Recently I watched videos and slides about Natural Language Processing from Stanford Coursera course by Dan Jurafsky and Christopher Manning. Although CS224d is popular, I still want to start with more basic materials, neural nets are not everything. Therefore I will spend several posts to go through this course. The materials of this course could be found here, and these materials will be my main references.
Generally speaking, NLP is using computers / machines to process / understand natural language used by human, including the language we speak and write. And with the high speed development of AI, it becomes more and more popular.

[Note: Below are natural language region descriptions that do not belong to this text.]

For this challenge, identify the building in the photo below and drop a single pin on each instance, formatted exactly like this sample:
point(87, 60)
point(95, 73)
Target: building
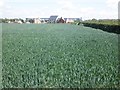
point(71, 20)
point(60, 20)
point(29, 20)
point(44, 20)
point(53, 19)
point(37, 20)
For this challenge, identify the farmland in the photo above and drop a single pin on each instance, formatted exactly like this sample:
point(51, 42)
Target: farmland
point(58, 55)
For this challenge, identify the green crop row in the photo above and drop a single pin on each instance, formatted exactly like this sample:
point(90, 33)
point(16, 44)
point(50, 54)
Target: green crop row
point(105, 25)
point(58, 55)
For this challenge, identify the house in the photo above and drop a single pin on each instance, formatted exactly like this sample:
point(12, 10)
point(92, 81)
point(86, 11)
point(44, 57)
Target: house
point(30, 20)
point(44, 20)
point(71, 20)
point(60, 20)
point(53, 19)
point(37, 20)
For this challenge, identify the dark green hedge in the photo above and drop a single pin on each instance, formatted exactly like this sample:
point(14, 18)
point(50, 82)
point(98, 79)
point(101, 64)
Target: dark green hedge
point(104, 27)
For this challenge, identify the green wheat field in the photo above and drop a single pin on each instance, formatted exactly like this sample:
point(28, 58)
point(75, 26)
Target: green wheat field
point(58, 55)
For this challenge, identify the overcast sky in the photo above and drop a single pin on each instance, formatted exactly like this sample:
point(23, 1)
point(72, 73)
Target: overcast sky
point(87, 9)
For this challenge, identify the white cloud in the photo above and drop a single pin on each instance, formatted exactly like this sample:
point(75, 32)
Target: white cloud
point(113, 4)
point(1, 3)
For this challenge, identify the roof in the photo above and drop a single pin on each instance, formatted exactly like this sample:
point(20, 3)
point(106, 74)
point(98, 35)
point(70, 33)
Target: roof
point(53, 17)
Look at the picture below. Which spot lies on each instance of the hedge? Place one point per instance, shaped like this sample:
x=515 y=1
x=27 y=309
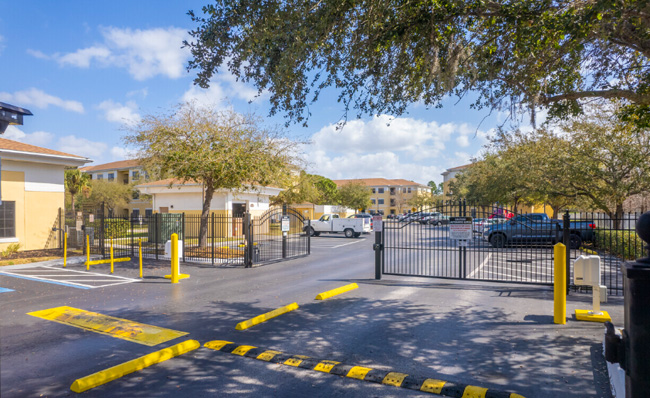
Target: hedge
x=624 y=244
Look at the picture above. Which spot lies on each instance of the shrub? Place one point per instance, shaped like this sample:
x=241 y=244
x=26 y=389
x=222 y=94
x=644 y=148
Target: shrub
x=11 y=249
x=625 y=244
x=116 y=228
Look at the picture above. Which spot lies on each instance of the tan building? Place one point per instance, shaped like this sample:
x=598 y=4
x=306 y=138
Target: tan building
x=389 y=196
x=124 y=172
x=32 y=191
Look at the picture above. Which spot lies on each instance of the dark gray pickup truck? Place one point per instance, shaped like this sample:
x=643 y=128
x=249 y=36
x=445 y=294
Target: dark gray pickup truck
x=537 y=229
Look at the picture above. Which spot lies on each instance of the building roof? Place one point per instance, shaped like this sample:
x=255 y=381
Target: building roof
x=15 y=146
x=121 y=164
x=374 y=182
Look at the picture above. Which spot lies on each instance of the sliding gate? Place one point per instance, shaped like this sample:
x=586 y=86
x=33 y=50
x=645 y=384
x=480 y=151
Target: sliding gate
x=421 y=245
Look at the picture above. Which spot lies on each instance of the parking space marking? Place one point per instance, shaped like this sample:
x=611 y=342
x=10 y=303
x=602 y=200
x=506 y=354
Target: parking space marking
x=70 y=278
x=124 y=329
x=396 y=379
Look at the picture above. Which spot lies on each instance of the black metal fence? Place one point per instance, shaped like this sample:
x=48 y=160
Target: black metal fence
x=218 y=240
x=504 y=245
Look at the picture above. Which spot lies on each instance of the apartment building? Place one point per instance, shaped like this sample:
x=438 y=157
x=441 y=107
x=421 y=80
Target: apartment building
x=124 y=172
x=389 y=196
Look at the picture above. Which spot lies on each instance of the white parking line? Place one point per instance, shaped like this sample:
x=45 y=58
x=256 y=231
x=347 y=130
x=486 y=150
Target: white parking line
x=345 y=244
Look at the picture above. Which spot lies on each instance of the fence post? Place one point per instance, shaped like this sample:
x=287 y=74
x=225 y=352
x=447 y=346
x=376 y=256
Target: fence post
x=213 y=235
x=566 y=239
x=157 y=237
x=284 y=235
x=378 y=247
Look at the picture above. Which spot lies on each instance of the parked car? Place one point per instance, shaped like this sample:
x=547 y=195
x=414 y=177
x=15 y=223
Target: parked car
x=536 y=229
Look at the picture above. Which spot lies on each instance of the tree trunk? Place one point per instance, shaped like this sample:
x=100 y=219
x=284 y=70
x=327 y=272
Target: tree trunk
x=203 y=230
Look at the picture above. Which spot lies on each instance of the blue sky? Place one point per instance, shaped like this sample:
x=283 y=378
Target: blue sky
x=87 y=69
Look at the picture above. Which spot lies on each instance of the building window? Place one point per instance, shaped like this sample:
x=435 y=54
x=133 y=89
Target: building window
x=8 y=219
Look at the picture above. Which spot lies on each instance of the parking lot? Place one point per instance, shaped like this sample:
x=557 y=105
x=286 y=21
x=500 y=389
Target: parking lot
x=494 y=336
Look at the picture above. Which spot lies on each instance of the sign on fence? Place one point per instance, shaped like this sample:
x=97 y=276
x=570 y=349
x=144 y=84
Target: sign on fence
x=460 y=228
x=286 y=224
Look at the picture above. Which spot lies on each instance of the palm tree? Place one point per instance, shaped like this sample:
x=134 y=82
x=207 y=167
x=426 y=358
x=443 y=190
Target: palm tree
x=75 y=182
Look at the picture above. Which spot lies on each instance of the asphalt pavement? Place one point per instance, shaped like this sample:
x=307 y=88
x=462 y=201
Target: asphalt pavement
x=493 y=335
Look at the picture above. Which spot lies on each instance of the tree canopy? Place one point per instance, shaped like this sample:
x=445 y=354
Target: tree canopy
x=220 y=149
x=382 y=56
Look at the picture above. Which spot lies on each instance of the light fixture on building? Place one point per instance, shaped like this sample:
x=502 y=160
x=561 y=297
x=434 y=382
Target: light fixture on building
x=10 y=114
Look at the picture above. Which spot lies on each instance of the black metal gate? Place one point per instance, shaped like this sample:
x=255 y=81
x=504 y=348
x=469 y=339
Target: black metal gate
x=276 y=235
x=420 y=245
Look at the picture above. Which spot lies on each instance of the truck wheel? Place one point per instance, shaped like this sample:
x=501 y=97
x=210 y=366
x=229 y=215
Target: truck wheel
x=575 y=241
x=498 y=241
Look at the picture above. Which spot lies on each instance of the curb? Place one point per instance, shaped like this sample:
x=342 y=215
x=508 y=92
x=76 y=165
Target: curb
x=397 y=379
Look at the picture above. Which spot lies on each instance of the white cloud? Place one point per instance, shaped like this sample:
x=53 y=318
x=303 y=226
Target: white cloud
x=82 y=147
x=40 y=99
x=118 y=113
x=119 y=153
x=144 y=53
x=38 y=138
x=391 y=148
x=212 y=97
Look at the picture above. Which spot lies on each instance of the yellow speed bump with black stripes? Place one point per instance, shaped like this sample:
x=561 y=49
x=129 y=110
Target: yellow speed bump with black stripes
x=397 y=379
x=265 y=317
x=337 y=291
x=110 y=374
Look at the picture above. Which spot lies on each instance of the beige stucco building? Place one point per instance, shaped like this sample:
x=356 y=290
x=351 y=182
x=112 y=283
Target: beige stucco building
x=32 y=191
x=389 y=196
x=124 y=172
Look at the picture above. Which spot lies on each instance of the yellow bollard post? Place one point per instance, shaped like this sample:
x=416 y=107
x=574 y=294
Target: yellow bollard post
x=559 y=284
x=65 y=249
x=174 y=276
x=140 y=254
x=87 y=252
x=111 y=256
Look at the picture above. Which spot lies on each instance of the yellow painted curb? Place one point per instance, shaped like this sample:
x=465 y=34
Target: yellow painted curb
x=110 y=374
x=338 y=290
x=108 y=261
x=265 y=317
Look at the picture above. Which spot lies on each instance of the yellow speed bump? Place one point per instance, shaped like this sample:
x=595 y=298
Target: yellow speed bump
x=338 y=290
x=265 y=317
x=108 y=261
x=110 y=374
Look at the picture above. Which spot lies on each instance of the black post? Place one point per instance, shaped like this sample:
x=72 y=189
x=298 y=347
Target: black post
x=379 y=248
x=183 y=234
x=284 y=235
x=636 y=336
x=566 y=239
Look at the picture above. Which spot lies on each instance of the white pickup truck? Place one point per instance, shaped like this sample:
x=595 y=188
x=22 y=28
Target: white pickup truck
x=333 y=223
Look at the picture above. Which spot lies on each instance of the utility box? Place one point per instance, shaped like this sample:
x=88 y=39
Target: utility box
x=586 y=271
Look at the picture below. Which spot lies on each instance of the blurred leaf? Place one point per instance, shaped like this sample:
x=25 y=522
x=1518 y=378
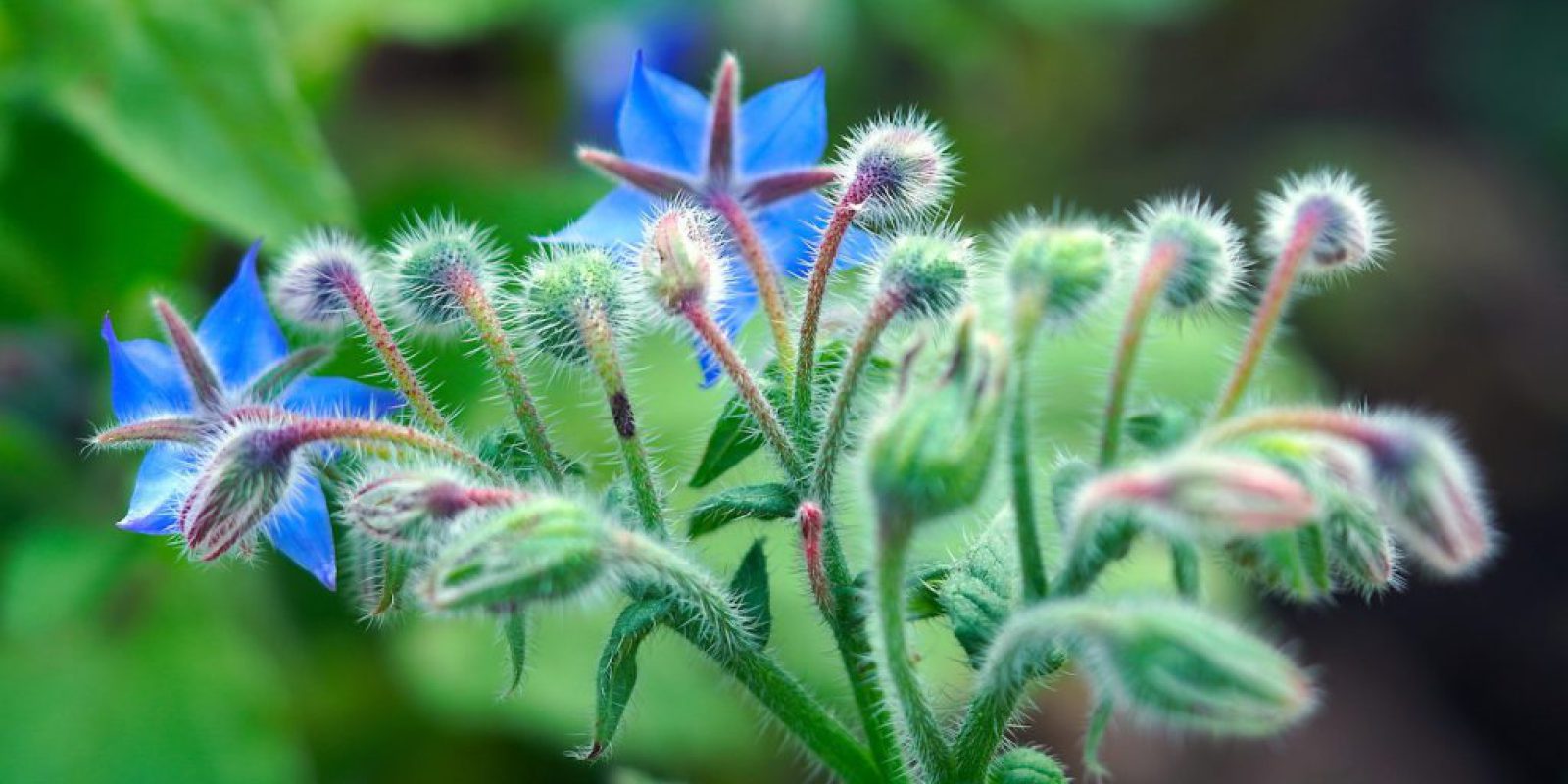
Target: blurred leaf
x=196 y=101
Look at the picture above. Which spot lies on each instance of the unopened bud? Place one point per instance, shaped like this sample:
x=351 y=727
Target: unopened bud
x=545 y=548
x=1204 y=250
x=311 y=287
x=1063 y=269
x=1333 y=214
x=925 y=273
x=1026 y=765
x=894 y=169
x=564 y=289
x=435 y=261
x=932 y=454
x=681 y=259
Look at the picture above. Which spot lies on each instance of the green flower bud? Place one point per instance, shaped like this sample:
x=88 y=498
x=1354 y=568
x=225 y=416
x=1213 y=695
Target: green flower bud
x=925 y=273
x=932 y=452
x=1026 y=765
x=561 y=289
x=1206 y=250
x=545 y=548
x=1060 y=267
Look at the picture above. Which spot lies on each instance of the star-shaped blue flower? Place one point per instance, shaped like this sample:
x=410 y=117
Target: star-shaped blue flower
x=242 y=342
x=760 y=161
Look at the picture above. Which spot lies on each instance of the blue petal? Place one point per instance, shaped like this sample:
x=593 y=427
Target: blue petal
x=145 y=376
x=339 y=397
x=300 y=529
x=792 y=227
x=612 y=221
x=161 y=483
x=662 y=122
x=784 y=127
x=239 y=331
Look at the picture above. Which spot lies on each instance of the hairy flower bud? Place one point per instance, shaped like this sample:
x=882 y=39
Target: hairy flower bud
x=932 y=452
x=894 y=169
x=681 y=259
x=564 y=286
x=310 y=289
x=543 y=548
x=1060 y=266
x=925 y=273
x=433 y=259
x=1026 y=765
x=1197 y=494
x=1204 y=250
x=1345 y=226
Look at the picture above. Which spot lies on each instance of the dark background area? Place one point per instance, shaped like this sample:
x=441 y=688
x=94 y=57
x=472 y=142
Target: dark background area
x=120 y=662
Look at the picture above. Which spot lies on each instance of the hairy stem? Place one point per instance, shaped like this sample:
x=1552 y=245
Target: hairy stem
x=1269 y=311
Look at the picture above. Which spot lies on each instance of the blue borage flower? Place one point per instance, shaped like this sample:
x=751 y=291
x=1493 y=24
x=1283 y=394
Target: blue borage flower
x=242 y=341
x=760 y=159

NLP examples and applications are everywhere: question answering (siri); information extraction (email analysis); sentiment analysis (reviews of products on Amazon); machine translation (google translator), etc.
One of the difficulties in NLP is language ambiguity, and it’s everywhere. Also, take English as an example, factors like non-standard english; segmentation issues; idioms; neologism; tricky entities and so on all increase the difficulties for understanding natural language.
Current language tasks could be divided into three parts:
- mostly solved, like spam detection, POS tagging, name entity recognition;
- making good progress, like sentiment analysis, word sense disambiguation, parsing, machine translation and information extraction;
- still really hard, like question answering, paraphrase, text summarization.
This course mainly focus on the first two parts, contents include
- Basic Text Processing
- Minimum Edit Distance
- Language Modeling
- Spelling Correction
- Text Classification
- Sentiment Analysis
- Maximum Entropy Model
- Information Extraction and Named Entity Recognition
- Relation Extraction
- POS Tagging
- Parsing (Probabilistic Parsing, Lexicalized Parsing, Dependency Parsing)
- Information Retrieval
- Semantics
- Question Answering
- Summarization
Next time we will discuss Basic Text Processing and Minimum Edit Distance!